PII Detection and Masking

The kapa.ai chatbot is now equipped with a feature to detect Personally Identifiable Information (PII) in incoming messages as well as masking PII in the ingested content. This is to ensure the privacy and safety of user data.

PII Detection for the kapa.ai Chatbot

If PII is detected in a message, the chatbot will not generate an answer and will instead notify the user that PII exists in their message and will suggest them to try again.

Features

  • Real-time PII Scanning: As soon as a message is received, it's scanned for any PII.
  • No Data Storage: If PII is detected, not only is the message rejected, but it is also not stored, ensuring user data privacy.
  • Support for Multiple PII Types: kapa.ai can detect a wide range of PII types.
  • Integration with API, Slack, Discord and more: We've extended our PII detection capabilities to support all integration types.

Enabling PII Detection

To enable the PII detection feature:

  1. Reach out to the kapa team.
  2. Specify which types of PII you'd like to detect.
  3. The kapa team will configure the feature for you.
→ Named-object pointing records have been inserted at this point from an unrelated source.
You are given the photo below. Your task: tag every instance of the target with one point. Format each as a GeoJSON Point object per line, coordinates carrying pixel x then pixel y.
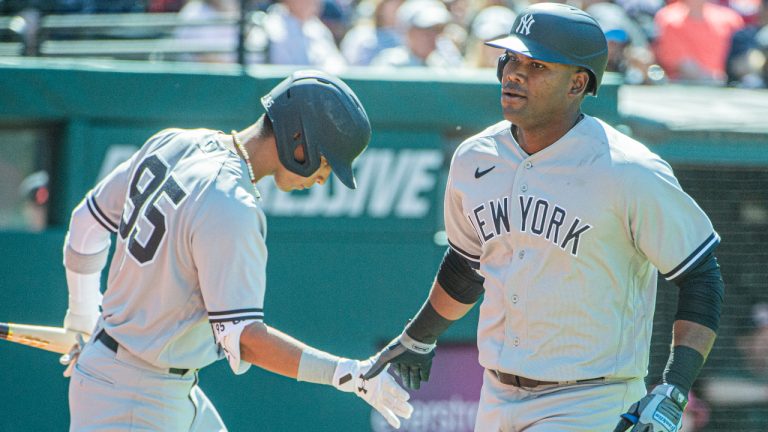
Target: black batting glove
{"type": "Point", "coordinates": [659, 411]}
{"type": "Point", "coordinates": [411, 360]}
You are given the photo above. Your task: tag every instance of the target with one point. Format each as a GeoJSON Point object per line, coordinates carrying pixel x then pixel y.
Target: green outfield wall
{"type": "Point", "coordinates": [346, 269]}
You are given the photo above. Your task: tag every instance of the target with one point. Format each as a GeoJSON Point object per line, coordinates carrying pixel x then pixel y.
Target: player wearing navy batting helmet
{"type": "Point", "coordinates": [563, 223]}
{"type": "Point", "coordinates": [187, 281]}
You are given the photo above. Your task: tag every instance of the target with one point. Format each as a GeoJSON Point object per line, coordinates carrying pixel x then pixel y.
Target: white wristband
{"type": "Point", "coordinates": [317, 366]}
{"type": "Point", "coordinates": [414, 345]}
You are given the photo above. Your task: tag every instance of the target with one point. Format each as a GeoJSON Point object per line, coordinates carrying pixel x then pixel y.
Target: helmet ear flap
{"type": "Point", "coordinates": [503, 59]}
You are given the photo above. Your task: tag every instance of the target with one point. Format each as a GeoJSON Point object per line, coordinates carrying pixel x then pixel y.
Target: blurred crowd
{"type": "Point", "coordinates": [717, 42]}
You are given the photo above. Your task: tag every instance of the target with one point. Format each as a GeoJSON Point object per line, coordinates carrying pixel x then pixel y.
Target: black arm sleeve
{"type": "Point", "coordinates": [458, 279]}
{"type": "Point", "coordinates": [701, 294]}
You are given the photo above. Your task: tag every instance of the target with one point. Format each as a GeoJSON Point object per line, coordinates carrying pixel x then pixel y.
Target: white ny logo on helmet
{"type": "Point", "coordinates": [525, 24]}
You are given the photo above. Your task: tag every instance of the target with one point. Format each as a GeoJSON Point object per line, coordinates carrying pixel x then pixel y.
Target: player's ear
{"type": "Point", "coordinates": [579, 82]}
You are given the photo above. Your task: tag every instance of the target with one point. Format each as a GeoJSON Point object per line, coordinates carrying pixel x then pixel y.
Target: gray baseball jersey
{"type": "Point", "coordinates": [569, 241]}
{"type": "Point", "coordinates": [190, 252]}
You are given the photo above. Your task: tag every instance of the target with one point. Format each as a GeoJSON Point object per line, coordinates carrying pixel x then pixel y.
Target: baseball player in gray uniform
{"type": "Point", "coordinates": [563, 223]}
{"type": "Point", "coordinates": [187, 281]}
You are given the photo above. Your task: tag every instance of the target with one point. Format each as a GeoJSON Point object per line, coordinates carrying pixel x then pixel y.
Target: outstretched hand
{"type": "Point", "coordinates": [411, 360]}
{"type": "Point", "coordinates": [381, 392]}
{"type": "Point", "coordinates": [659, 411]}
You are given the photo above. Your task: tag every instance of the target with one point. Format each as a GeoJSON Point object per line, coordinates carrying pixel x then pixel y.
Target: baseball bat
{"type": "Point", "coordinates": [55, 339]}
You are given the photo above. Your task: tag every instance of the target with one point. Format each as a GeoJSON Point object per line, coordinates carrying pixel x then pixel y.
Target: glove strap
{"type": "Point", "coordinates": [672, 392]}
{"type": "Point", "coordinates": [416, 346]}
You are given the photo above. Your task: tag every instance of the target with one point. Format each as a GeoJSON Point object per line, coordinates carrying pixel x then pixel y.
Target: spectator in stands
{"type": "Point", "coordinates": [220, 39]}
{"type": "Point", "coordinates": [298, 37]}
{"type": "Point", "coordinates": [374, 32]}
{"type": "Point", "coordinates": [629, 51]}
{"type": "Point", "coordinates": [422, 22]}
{"type": "Point", "coordinates": [739, 396]}
{"type": "Point", "coordinates": [335, 14]}
{"type": "Point", "coordinates": [490, 23]}
{"type": "Point", "coordinates": [35, 196]}
{"type": "Point", "coordinates": [693, 39]}
{"type": "Point", "coordinates": [746, 59]}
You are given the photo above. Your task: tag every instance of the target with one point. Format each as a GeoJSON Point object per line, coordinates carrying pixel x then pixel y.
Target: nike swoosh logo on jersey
{"type": "Point", "coordinates": [479, 173]}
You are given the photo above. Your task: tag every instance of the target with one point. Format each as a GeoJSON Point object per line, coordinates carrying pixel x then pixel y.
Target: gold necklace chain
{"type": "Point", "coordinates": [241, 147]}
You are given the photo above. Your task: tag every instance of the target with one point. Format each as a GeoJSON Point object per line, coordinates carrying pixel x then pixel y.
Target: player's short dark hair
{"type": "Point", "coordinates": [265, 126]}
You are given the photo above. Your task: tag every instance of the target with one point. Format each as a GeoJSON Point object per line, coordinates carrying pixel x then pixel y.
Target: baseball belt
{"type": "Point", "coordinates": [518, 381]}
{"type": "Point", "coordinates": [112, 344]}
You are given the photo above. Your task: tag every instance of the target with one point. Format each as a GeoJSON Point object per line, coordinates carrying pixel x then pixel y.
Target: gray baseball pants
{"type": "Point", "coordinates": [111, 391]}
{"type": "Point", "coordinates": [589, 407]}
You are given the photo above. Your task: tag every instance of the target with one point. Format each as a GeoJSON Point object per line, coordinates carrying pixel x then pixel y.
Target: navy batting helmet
{"type": "Point", "coordinates": [557, 33]}
{"type": "Point", "coordinates": [322, 114]}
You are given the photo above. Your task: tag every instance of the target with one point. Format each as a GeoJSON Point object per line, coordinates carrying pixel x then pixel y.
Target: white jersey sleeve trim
{"type": "Point", "coordinates": [705, 248]}
{"type": "Point", "coordinates": [99, 215]}
{"type": "Point", "coordinates": [227, 336]}
{"type": "Point", "coordinates": [255, 314]}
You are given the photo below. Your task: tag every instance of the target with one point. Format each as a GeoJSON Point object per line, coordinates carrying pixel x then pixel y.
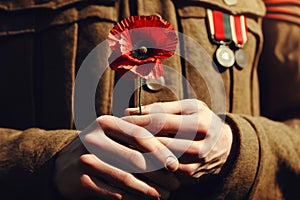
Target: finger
{"type": "Point", "coordinates": [185, 126]}
{"type": "Point", "coordinates": [141, 139]}
{"type": "Point", "coordinates": [121, 179]}
{"type": "Point", "coordinates": [115, 154]}
{"type": "Point", "coordinates": [185, 107]}
{"type": "Point", "coordinates": [100, 189]}
{"type": "Point", "coordinates": [162, 178]}
{"type": "Point", "coordinates": [189, 151]}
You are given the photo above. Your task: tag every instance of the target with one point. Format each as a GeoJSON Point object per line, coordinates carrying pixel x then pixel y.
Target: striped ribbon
{"type": "Point", "coordinates": [239, 29]}
{"type": "Point", "coordinates": [281, 10]}
{"type": "Point", "coordinates": [220, 25]}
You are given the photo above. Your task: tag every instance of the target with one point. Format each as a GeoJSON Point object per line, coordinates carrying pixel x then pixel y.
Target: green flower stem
{"type": "Point", "coordinates": [140, 94]}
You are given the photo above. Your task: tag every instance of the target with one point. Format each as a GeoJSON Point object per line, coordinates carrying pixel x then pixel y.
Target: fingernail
{"type": "Point", "coordinates": [171, 164]}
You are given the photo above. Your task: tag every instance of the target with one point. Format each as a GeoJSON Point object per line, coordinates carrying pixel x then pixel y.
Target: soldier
{"type": "Point", "coordinates": [256, 154]}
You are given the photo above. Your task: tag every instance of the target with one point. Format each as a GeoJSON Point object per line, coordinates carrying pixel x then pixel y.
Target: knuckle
{"type": "Point", "coordinates": [125, 178]}
{"type": "Point", "coordinates": [85, 159]}
{"type": "Point", "coordinates": [85, 181]}
{"type": "Point", "coordinates": [135, 158]}
{"type": "Point", "coordinates": [158, 122]}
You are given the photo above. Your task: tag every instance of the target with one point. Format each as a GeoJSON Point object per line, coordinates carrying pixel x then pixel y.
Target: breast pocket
{"type": "Point", "coordinates": [241, 85]}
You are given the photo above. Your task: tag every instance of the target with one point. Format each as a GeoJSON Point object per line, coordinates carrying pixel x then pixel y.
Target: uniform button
{"type": "Point", "coordinates": [230, 2]}
{"type": "Point", "coordinates": [155, 84]}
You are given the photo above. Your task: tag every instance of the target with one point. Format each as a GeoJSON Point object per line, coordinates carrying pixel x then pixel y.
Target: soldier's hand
{"type": "Point", "coordinates": [192, 131]}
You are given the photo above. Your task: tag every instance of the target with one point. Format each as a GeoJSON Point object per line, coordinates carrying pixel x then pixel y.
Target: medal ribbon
{"type": "Point", "coordinates": [239, 30]}
{"type": "Point", "coordinates": [219, 24]}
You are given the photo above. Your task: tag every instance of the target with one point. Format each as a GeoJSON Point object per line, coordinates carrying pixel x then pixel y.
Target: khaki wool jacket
{"type": "Point", "coordinates": [44, 42]}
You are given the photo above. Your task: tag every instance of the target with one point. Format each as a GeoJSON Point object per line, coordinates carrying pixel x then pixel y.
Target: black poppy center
{"type": "Point", "coordinates": [142, 52]}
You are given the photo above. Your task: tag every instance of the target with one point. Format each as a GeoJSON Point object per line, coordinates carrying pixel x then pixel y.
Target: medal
{"type": "Point", "coordinates": [225, 56]}
{"type": "Point", "coordinates": [241, 58]}
{"type": "Point", "coordinates": [239, 37]}
{"type": "Point", "coordinates": [220, 30]}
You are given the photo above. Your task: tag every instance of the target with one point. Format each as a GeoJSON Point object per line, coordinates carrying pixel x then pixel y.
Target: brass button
{"type": "Point", "coordinates": [230, 2]}
{"type": "Point", "coordinates": [155, 84]}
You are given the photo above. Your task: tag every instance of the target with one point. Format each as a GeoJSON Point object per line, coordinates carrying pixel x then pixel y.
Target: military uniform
{"type": "Point", "coordinates": [43, 43]}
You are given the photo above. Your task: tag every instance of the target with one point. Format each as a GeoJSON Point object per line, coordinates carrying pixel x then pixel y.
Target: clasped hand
{"type": "Point", "coordinates": [144, 156]}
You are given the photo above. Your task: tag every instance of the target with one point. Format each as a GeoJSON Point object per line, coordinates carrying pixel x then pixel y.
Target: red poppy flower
{"type": "Point", "coordinates": [138, 44]}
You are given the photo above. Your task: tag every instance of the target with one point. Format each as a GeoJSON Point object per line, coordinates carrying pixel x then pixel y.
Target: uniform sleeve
{"type": "Point", "coordinates": [27, 162]}
{"type": "Point", "coordinates": [267, 162]}
{"type": "Point", "coordinates": [30, 149]}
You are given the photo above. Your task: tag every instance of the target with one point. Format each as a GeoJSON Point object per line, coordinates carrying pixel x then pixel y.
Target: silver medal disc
{"type": "Point", "coordinates": [225, 56]}
{"type": "Point", "coordinates": [155, 84]}
{"type": "Point", "coordinates": [241, 58]}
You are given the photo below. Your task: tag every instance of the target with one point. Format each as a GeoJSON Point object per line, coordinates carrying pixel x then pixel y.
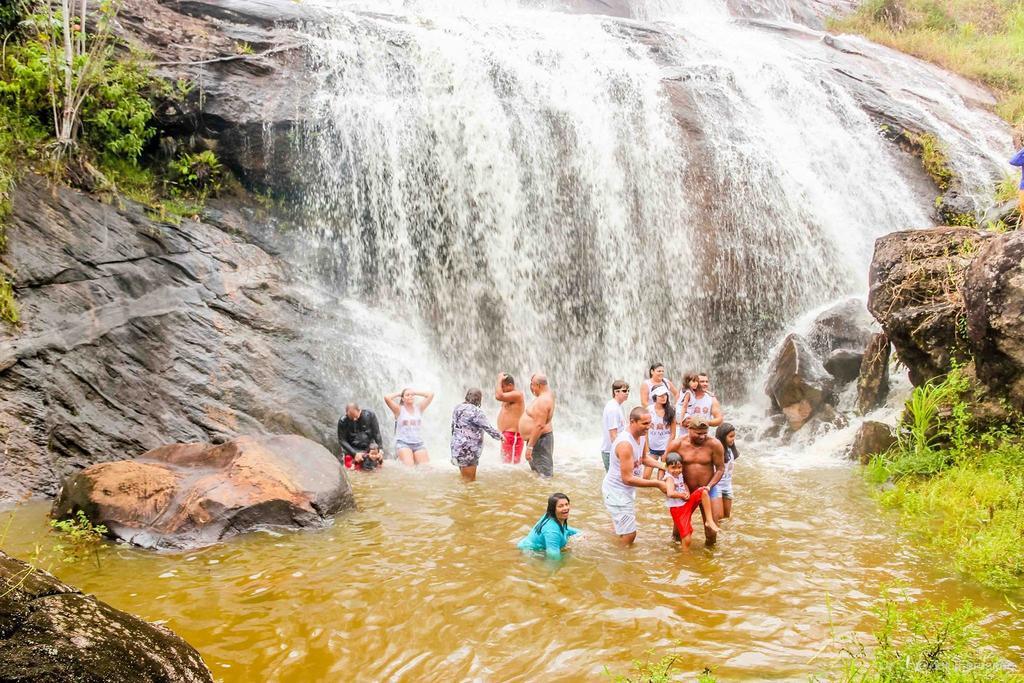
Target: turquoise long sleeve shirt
{"type": "Point", "coordinates": [551, 539]}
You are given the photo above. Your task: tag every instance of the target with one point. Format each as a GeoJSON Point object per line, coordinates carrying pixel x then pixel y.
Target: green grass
{"type": "Point", "coordinates": [963, 492]}
{"type": "Point", "coordinates": [924, 643]}
{"type": "Point", "coordinates": [980, 39]}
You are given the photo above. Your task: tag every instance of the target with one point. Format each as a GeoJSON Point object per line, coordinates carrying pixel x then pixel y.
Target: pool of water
{"type": "Point", "coordinates": [424, 582]}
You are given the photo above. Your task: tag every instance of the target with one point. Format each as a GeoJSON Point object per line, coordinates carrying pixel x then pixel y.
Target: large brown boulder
{"type": "Point", "coordinates": [798, 384]}
{"type": "Point", "coordinates": [193, 495]}
{"type": "Point", "coordinates": [52, 633]}
{"type": "Point", "coordinates": [955, 295]}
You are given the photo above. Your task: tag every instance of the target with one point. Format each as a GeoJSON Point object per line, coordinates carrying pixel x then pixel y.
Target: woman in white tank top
{"type": "Point", "coordinates": [655, 378]}
{"type": "Point", "coordinates": [409, 424]}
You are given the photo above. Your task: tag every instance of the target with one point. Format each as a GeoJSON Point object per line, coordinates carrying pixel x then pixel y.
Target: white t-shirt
{"type": "Point", "coordinates": [615, 492]}
{"type": "Point", "coordinates": [680, 487]}
{"type": "Point", "coordinates": [657, 436]}
{"type": "Point", "coordinates": [611, 419]}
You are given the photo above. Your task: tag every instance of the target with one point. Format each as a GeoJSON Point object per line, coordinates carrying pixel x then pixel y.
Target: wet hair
{"type": "Point", "coordinates": [553, 501]}
{"type": "Point", "coordinates": [670, 410]}
{"type": "Point", "coordinates": [724, 430]}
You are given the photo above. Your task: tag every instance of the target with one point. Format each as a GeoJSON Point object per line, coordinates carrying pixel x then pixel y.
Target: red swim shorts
{"type": "Point", "coordinates": [681, 514]}
{"type": "Point", "coordinates": [511, 446]}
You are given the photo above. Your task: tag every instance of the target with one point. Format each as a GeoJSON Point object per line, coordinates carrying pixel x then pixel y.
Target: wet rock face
{"type": "Point", "coordinates": [954, 293]}
{"type": "Point", "coordinates": [798, 383]}
{"type": "Point", "coordinates": [137, 334]}
{"type": "Point", "coordinates": [52, 633]}
{"type": "Point", "coordinates": [871, 438]}
{"type": "Point", "coordinates": [872, 383]}
{"type": "Point", "coordinates": [192, 495]}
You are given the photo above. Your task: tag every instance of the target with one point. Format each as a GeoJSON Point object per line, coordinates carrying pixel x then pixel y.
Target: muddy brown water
{"type": "Point", "coordinates": [424, 582]}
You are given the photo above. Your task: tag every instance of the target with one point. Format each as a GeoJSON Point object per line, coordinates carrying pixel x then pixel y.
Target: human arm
{"type": "Point", "coordinates": [718, 460]}
{"type": "Point", "coordinates": [480, 420]}
{"type": "Point", "coordinates": [553, 540]}
{"type": "Point", "coordinates": [716, 414]}
{"type": "Point", "coordinates": [625, 455]}
{"type": "Point", "coordinates": [374, 426]}
{"type": "Point", "coordinates": [344, 431]}
{"type": "Point", "coordinates": [427, 397]}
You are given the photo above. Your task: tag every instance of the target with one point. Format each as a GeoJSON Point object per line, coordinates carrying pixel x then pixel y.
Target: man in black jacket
{"type": "Point", "coordinates": [356, 430]}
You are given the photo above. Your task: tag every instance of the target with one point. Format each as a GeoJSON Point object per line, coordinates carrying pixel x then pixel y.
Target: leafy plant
{"type": "Point", "coordinates": [82, 538]}
{"type": "Point", "coordinates": [918, 643]}
{"type": "Point", "coordinates": [197, 174]}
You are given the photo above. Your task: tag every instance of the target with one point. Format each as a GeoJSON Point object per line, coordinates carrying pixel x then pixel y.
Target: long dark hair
{"type": "Point", "coordinates": [724, 430]}
{"type": "Point", "coordinates": [550, 514]}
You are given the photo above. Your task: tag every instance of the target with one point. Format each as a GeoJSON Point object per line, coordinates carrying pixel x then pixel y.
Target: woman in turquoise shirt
{"type": "Point", "coordinates": [552, 531]}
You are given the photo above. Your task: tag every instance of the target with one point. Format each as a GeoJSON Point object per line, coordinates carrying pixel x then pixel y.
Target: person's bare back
{"type": "Point", "coordinates": [513, 404]}
{"type": "Point", "coordinates": [704, 462]}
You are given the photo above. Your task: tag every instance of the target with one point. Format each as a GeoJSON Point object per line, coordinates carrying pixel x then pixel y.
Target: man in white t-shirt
{"type": "Point", "coordinates": [612, 422]}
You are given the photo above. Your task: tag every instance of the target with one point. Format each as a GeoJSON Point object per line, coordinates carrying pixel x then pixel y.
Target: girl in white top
{"type": "Point", "coordinates": [690, 384]}
{"type": "Point", "coordinates": [663, 426]}
{"type": "Point", "coordinates": [409, 424]}
{"type": "Point", "coordinates": [655, 378]}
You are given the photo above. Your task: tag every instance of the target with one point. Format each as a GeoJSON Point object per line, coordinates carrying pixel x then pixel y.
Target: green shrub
{"type": "Point", "coordinates": [83, 538]}
{"type": "Point", "coordinates": [919, 643]}
{"type": "Point", "coordinates": [8, 307]}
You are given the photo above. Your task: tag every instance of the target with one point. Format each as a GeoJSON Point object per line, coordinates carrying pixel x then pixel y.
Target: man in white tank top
{"type": "Point", "coordinates": [701, 403]}
{"type": "Point", "coordinates": [624, 475]}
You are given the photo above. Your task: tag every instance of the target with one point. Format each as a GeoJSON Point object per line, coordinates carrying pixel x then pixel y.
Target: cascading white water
{"type": "Point", "coordinates": [583, 195]}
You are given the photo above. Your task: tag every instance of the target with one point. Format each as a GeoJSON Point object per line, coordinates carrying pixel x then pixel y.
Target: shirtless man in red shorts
{"type": "Point", "coordinates": [513, 403]}
{"type": "Point", "coordinates": [704, 465]}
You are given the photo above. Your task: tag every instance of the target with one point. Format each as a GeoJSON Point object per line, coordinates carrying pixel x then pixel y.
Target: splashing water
{"type": "Point", "coordinates": [586, 195]}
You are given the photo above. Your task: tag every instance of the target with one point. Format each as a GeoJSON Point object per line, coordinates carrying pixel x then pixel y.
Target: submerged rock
{"type": "Point", "coordinates": [871, 438]}
{"type": "Point", "coordinates": [194, 495]}
{"type": "Point", "coordinates": [52, 633]}
{"type": "Point", "coordinates": [798, 383]}
{"type": "Point", "coordinates": [872, 384]}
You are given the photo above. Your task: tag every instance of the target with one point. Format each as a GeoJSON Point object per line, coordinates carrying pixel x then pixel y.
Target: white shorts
{"type": "Point", "coordinates": [624, 517]}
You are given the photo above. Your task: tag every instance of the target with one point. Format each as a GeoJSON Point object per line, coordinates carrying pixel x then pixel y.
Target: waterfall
{"type": "Point", "coordinates": [586, 195]}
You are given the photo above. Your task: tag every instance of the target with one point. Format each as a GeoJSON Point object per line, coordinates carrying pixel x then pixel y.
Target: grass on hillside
{"type": "Point", "coordinates": [980, 39]}
{"type": "Point", "coordinates": [963, 492]}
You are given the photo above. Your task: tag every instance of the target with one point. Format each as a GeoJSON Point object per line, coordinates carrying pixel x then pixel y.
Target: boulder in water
{"type": "Point", "coordinates": [798, 383]}
{"type": "Point", "coordinates": [194, 495]}
{"type": "Point", "coordinates": [847, 325]}
{"type": "Point", "coordinates": [872, 385]}
{"type": "Point", "coordinates": [844, 365]}
{"type": "Point", "coordinates": [52, 633]}
{"type": "Point", "coordinates": [872, 437]}
{"type": "Point", "coordinates": [993, 298]}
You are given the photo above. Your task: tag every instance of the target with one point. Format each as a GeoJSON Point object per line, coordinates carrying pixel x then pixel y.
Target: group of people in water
{"type": "Point", "coordinates": [664, 443]}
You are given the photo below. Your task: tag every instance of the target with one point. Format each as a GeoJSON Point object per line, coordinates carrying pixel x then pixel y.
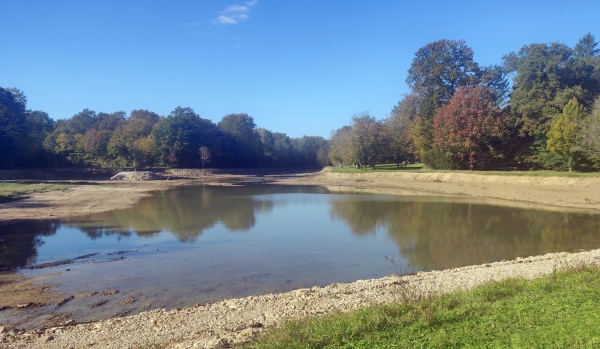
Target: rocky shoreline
{"type": "Point", "coordinates": [222, 324]}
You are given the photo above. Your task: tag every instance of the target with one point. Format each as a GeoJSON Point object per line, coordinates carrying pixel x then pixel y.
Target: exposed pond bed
{"type": "Point", "coordinates": [202, 244]}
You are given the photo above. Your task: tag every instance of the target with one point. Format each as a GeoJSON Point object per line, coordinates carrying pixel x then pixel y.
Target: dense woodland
{"type": "Point", "coordinates": [144, 139]}
{"type": "Point", "coordinates": [538, 109]}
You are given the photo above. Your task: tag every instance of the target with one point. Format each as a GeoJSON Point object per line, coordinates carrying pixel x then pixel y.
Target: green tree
{"type": "Point", "coordinates": [341, 150]}
{"type": "Point", "coordinates": [436, 72]}
{"type": "Point", "coordinates": [563, 134]}
{"type": "Point", "coordinates": [586, 47]}
{"type": "Point", "coordinates": [369, 140]}
{"type": "Point", "coordinates": [467, 128]}
{"type": "Point", "coordinates": [180, 135]}
{"type": "Point", "coordinates": [545, 78]}
{"type": "Point", "coordinates": [121, 146]}
{"type": "Point", "coordinates": [243, 144]}
{"type": "Point", "coordinates": [400, 126]}
{"type": "Point", "coordinates": [589, 140]}
{"type": "Point", "coordinates": [13, 118]}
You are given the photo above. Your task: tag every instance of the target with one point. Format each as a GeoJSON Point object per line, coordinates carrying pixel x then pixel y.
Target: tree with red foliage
{"type": "Point", "coordinates": [467, 128]}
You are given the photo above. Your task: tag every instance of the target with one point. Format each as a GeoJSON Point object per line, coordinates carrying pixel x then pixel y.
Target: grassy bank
{"type": "Point", "coordinates": [10, 191]}
{"type": "Point", "coordinates": [418, 168]}
{"type": "Point", "coordinates": [558, 311]}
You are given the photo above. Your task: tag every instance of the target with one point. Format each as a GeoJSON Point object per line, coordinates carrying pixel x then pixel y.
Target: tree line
{"type": "Point", "coordinates": [144, 139]}
{"type": "Point", "coordinates": [539, 109]}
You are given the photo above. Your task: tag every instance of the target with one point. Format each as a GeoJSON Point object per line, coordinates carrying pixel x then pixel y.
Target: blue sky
{"type": "Point", "coordinates": [297, 67]}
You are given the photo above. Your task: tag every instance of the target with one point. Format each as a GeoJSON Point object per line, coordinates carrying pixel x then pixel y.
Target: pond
{"type": "Point", "coordinates": [202, 244]}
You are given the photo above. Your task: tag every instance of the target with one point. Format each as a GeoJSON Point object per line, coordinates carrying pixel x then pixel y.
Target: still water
{"type": "Point", "coordinates": [202, 244]}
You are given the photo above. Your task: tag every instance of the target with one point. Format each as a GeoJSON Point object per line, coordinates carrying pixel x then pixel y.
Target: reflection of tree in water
{"type": "Point", "coordinates": [441, 235]}
{"type": "Point", "coordinates": [187, 212]}
{"type": "Point", "coordinates": [19, 242]}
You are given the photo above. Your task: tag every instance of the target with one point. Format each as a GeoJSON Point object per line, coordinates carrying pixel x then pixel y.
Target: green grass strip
{"type": "Point", "coordinates": [559, 311]}
{"type": "Point", "coordinates": [10, 191]}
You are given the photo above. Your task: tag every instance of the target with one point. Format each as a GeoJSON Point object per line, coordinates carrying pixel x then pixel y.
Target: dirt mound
{"type": "Point", "coordinates": [134, 176]}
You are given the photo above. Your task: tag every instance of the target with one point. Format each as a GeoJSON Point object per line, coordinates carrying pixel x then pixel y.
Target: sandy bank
{"type": "Point", "coordinates": [238, 320]}
{"type": "Point", "coordinates": [103, 195]}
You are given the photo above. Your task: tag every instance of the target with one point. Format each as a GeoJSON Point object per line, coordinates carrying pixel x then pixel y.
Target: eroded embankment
{"type": "Point", "coordinates": [238, 320]}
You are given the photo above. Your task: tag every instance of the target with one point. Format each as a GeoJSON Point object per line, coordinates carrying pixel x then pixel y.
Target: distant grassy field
{"type": "Point", "coordinates": [419, 168]}
{"type": "Point", "coordinates": [10, 191]}
{"type": "Point", "coordinates": [558, 311]}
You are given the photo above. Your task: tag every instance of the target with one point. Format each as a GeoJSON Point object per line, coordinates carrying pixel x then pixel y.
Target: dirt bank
{"type": "Point", "coordinates": [549, 192]}
{"type": "Point", "coordinates": [224, 323]}
{"type": "Point", "coordinates": [94, 196]}
{"type": "Point", "coordinates": [237, 320]}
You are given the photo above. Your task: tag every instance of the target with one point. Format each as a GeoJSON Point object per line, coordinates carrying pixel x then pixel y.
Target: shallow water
{"type": "Point", "coordinates": [202, 244]}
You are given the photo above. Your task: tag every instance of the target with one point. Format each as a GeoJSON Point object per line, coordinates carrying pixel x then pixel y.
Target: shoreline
{"type": "Point", "coordinates": [554, 193]}
{"type": "Point", "coordinates": [238, 320]}
{"type": "Point", "coordinates": [233, 321]}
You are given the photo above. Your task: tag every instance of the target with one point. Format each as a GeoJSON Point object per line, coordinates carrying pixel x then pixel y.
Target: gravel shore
{"type": "Point", "coordinates": [221, 324]}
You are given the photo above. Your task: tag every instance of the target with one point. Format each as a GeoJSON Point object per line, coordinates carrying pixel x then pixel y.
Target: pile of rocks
{"type": "Point", "coordinates": [134, 176]}
{"type": "Point", "coordinates": [222, 324]}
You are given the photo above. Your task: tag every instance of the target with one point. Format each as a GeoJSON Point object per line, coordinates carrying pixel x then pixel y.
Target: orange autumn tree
{"type": "Point", "coordinates": [469, 128]}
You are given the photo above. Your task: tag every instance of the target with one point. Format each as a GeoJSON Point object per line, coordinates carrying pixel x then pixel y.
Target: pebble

PII Masking of kapa.ai's Knowledge Sources

If PII is detected in the content of a document which is crawled by kapa, users have the option to anonymize that information. This is configurable on the source-level.

Features

  • No Data Storage: kapa.ai will "mask" detected PII with an anonymized label. That way sensitive data will never be visible, which also ensures that this information is never directly mentioned in an answer gernerated by kapa.
  • Support for Multiple PII Types: kapa.ai can detect a wide range of PII types.

PII Masking

Enabling PII Masking

To enable the PII Masking feature for a specific source:

  1. Navigate to the Sources screen on the kapa.ai dashboard.
  2. Click on the three-dot menu, at the very right of a given source and then click Configure. Three-Dot-Menu
  3. Specify which types of PII you'd like to mask. PII Config
  4. Save your changes.

Note that the PII detection will only apply once the source is refreshed.

Configurable PII Types

You have the flexibility to enable or disable specific types of PII detection as per your requirements.

  • Phone numbers
  • Credit Cards
  • Email Addresses

Other PII Types:

  • IBAN Code
  • IP Address
  • US Bank Number
  • US Driver License
  • US ITIN
  • US Passport
  • US SSN
  • Location
  • Person
  • Medical License
  • URL
  • Nationality, religious or political group
  • Bitcoin addresses
  • Date and Time

Note on URL Scanning

While scanning for URLs can be a part of PII detection, it's optional. Depending on your product's use case, you might want to disable this option. For instance, if your users often share legitimate URLs as part of their queries, disabling this might be beneficial.